Quantum Speedup Found for Class of Hard Problems
14 comments
·March 17, 2025adgjlsfhk1
I really wish this article said what the big O runtime for the classical and quantum algorithms are
kvathupo
They're not easily comparable since quantum complexity refers to the upper bound on queries to some black-box "quantum oracle", which exists on the gate-level. A classical parallel would perhaps be queries to a translation lookaside buffer, which can be regarded as a gate-level black-box (I'm sure people who actually work in hardware already smell blood!).
By contrast, classical complexity, as in sorting algorithms, is reasoned about in higher-level programming languages, whose operational complexity is hard to describe down to the bit-level.
I'm curious if anyone more knowledgeable could argue one-way-or-another if this is a boon to the quantum-computers-will-probably-be-faster-in-realization camp.
fintler
If I’m reading it right:
dqi = O(m^2)
classical = O(2^n)
m = variables
n = constraints
colordrops
Is prime factoring (e.g. Shor's algorithm) not a clear example of where quantum computers would clearly outperform classical ones? Why the skepticism?
stared
The issue is that, apart from the Shor’s algorithm, it is hard to find a quantum algorithm, substantially faster than a classical one.

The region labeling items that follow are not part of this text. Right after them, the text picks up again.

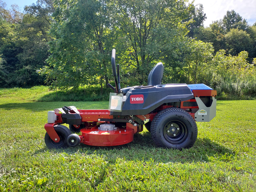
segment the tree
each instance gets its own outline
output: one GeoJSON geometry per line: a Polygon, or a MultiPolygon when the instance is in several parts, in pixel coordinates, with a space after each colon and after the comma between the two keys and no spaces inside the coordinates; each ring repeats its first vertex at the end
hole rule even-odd
{"type": "MultiPolygon", "coordinates": [[[[107,64],[113,44],[111,2],[105,0],[56,2],[47,61],[58,74],[58,86],[108,83],[107,64]],[[99,80],[98,81],[98,80],[99,80]]],[[[53,74],[52,73],[44,73],[53,74]]]]}
{"type": "MultiPolygon", "coordinates": [[[[193,39],[191,40],[188,46],[189,49],[185,56],[185,62],[188,69],[188,79],[189,83],[191,79],[194,83],[196,84],[199,76],[202,76],[207,69],[210,71],[209,67],[214,49],[211,43],[193,39]]],[[[203,78],[202,76],[201,78],[203,78]]]]}
{"type": "Polygon", "coordinates": [[[237,28],[231,29],[225,35],[225,41],[228,54],[236,55],[243,51],[252,53],[252,47],[251,39],[249,34],[244,31],[237,28]]]}
{"type": "Polygon", "coordinates": [[[123,62],[135,70],[134,76],[145,84],[153,63],[175,54],[187,32],[183,22],[187,7],[183,1],[173,0],[119,0],[116,4],[116,26],[122,34],[119,47],[126,58],[123,62]]]}
{"type": "Polygon", "coordinates": [[[16,4],[12,4],[11,9],[6,9],[6,4],[0,0],[0,16],[4,20],[10,23],[18,23],[21,21],[23,14],[20,10],[19,6],[16,4]]]}
{"type": "Polygon", "coordinates": [[[248,24],[246,20],[243,19],[240,15],[234,10],[228,11],[222,19],[223,27],[226,32],[231,29],[237,28],[239,30],[246,30],[248,24]]]}
{"type": "Polygon", "coordinates": [[[189,16],[188,19],[193,20],[193,21],[189,26],[188,29],[189,32],[188,36],[193,37],[195,30],[204,26],[204,21],[207,19],[206,14],[204,12],[204,8],[203,5],[199,4],[199,7],[195,7],[193,4],[192,4],[189,9],[189,16]]]}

Moreover, since cost of qubits scale exponentially, a slight reduction in the power of a polynomial-time algorithm is not enough to offer a practical benefit.
kvathupo
Ah, walking across glued trees [1]! Not sure of its practical merits however, aha...
HappMacDonald
Grover's?
foota
I think the goal here is to find more useful algorithms that benefit from quantum computing. Being able to factor primes efficiently is only useful for the sake of the cryptographers' job security :-)
gaugefield
Are you talking about the skepticism from Kalai or more general skepticism (from wider group people, which is more about its application to optimization problem, not prime factoring)?
whysosadge
I’m exaggerating a lot here, but one concern people have with quantum computing is what if it breaks all cryptography, but doesn’t help us solve “useful” problems.
The what if is pulling a lot of weight here but I hope it makes my point.
zelphirkalt
I guess that would be about asymmetrical encryption. Which is today indispensable for a lot of infrastructure. Still, there's symmetrical encryption, which is mostly untouched by Shor's algorithm.
jfengel
Symmetrical encryption requires key distribution, which presents new areas of attack.
Though there is also quantum key distribution, which will probably be solved as soon as quantum algorithms can break classical encryption.